Durante minha vida utilizei pouco o recurso da escrita, por insegurança gerada pelos

meus próprios julgamentos ou por receio do julgamento dos outros. Na escola, em geral não

se pode pensar livremente, pois os “erros” nos perseguem, implacáveis, e a universidade, com

seu rigor, estabelece que nossos conteúdos não podem sair da forma, nos limitam a

criatividade.

Com este trabalho tentei superar estas questões. No entanto, percebi-me bastante

condicionado, de forma que penso não ter conseguido transparecer o sentimento e o

pensamento básico. É evidente que consigo passar parte considerável do que penso, mas há

pouca expressão, pois, ao aventurar em descobrir-me na escrita, vejo-a nascer velha,

reproduzindo formas que tem a força de tolher a criatividade e, também, pelo fato da

constância das ideias, pois ao escrever um parágrafo já estou pensando em sua antítese.

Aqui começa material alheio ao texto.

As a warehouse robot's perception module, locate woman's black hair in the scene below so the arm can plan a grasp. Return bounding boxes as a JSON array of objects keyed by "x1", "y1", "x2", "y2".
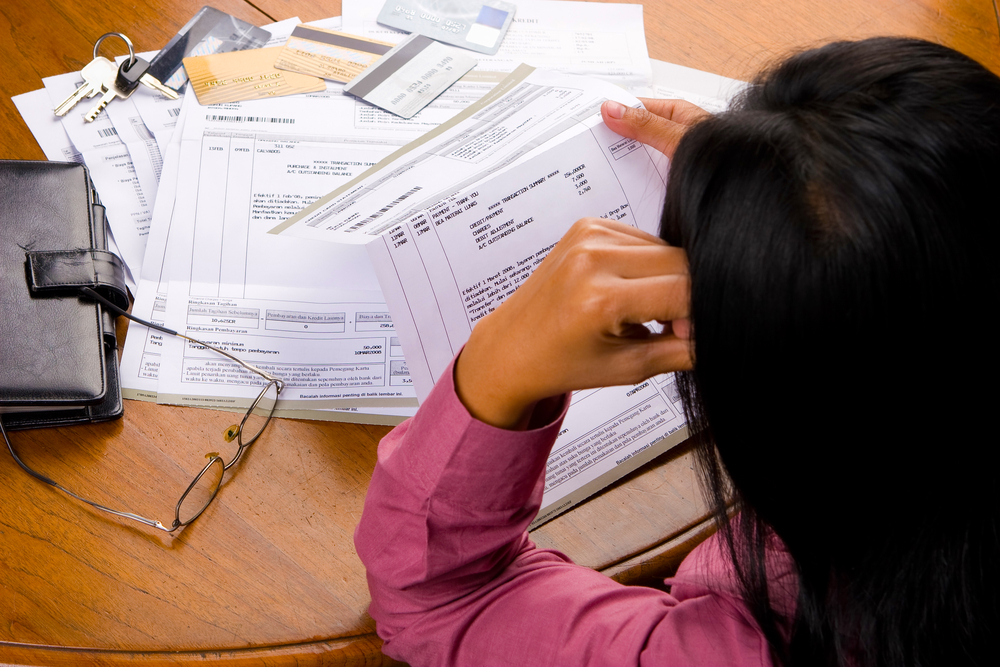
[{"x1": 661, "y1": 38, "x2": 1000, "y2": 667}]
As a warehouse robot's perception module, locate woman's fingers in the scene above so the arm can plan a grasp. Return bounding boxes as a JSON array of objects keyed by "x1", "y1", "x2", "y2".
[
  {"x1": 639, "y1": 97, "x2": 711, "y2": 127},
  {"x1": 455, "y1": 219, "x2": 691, "y2": 428},
  {"x1": 601, "y1": 100, "x2": 708, "y2": 157}
]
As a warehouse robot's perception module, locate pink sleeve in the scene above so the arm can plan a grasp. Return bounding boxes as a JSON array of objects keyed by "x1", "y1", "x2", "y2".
[{"x1": 355, "y1": 358, "x2": 792, "y2": 666}]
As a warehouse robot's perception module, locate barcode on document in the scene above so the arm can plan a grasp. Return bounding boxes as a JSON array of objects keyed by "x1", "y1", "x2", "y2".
[
  {"x1": 205, "y1": 116, "x2": 295, "y2": 125},
  {"x1": 347, "y1": 185, "x2": 423, "y2": 232}
]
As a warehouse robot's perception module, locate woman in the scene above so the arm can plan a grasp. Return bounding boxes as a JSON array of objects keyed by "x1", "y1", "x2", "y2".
[{"x1": 356, "y1": 38, "x2": 1000, "y2": 666}]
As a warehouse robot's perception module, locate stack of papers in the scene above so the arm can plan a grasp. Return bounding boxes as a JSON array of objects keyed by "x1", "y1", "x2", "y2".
[{"x1": 7, "y1": 0, "x2": 739, "y2": 521}]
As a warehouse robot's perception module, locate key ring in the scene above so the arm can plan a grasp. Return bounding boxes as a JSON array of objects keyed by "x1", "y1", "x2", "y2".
[{"x1": 94, "y1": 32, "x2": 135, "y2": 71}]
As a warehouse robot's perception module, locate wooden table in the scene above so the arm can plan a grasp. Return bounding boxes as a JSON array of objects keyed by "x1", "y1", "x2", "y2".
[{"x1": 0, "y1": 0, "x2": 1000, "y2": 665}]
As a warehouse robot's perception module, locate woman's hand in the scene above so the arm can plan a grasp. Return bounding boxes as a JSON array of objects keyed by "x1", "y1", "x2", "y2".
[
  {"x1": 601, "y1": 98, "x2": 709, "y2": 157},
  {"x1": 455, "y1": 218, "x2": 691, "y2": 428}
]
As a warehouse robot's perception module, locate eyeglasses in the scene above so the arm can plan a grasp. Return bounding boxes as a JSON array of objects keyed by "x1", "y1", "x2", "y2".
[{"x1": 0, "y1": 288, "x2": 285, "y2": 533}]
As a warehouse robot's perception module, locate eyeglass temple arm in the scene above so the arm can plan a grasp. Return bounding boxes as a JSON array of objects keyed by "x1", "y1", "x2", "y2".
[
  {"x1": 0, "y1": 418, "x2": 173, "y2": 533},
  {"x1": 80, "y1": 287, "x2": 284, "y2": 384}
]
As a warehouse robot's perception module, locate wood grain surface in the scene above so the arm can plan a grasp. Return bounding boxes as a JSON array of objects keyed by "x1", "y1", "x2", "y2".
[{"x1": 0, "y1": 0, "x2": 1000, "y2": 666}]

Analisando as fases de elaboração deste trabalho, percebo que evoluí bastante minhas

capacidades de expressão, principalmente por meu envolvimento com a dança, com a música

e com a escrita, na qual além de fluir nestas páginas que me lê, outras surgiram cheias de

sentimentos e poesias. Isto é importante de ser dito, pois aqui neste trabalho pronunciei as

palavras “amor”, “justiça” e “liberdade” para expressar sentimentos que ainda não consigo

traduzir, ainda que estas palavras sejam cotidianamente banalizadas. E se não apresento seus

reais significados é porque ainda estou aprendendo, desafio imprescindível a quem trabalha

por mudanças, e por que não dizer REVOLUÇÃO, esta outra palavra que anda desgastada,

mas que não deve cair em desuso, pois carrega um sentido, e aqui a registro como

compromisso materialista-histórico e espiritual. Assumindo este compromisso, posso eu

mesmo cobrar minha coerência, sabendo que não sou perfeito, como o mundo também não é!

Que esta coerência seja, sobretudo, a capacidade de aprender com os erros, consciente de que

a grande obra da vida é de todos nós e do tempo, aquele que realmente transforma tudo.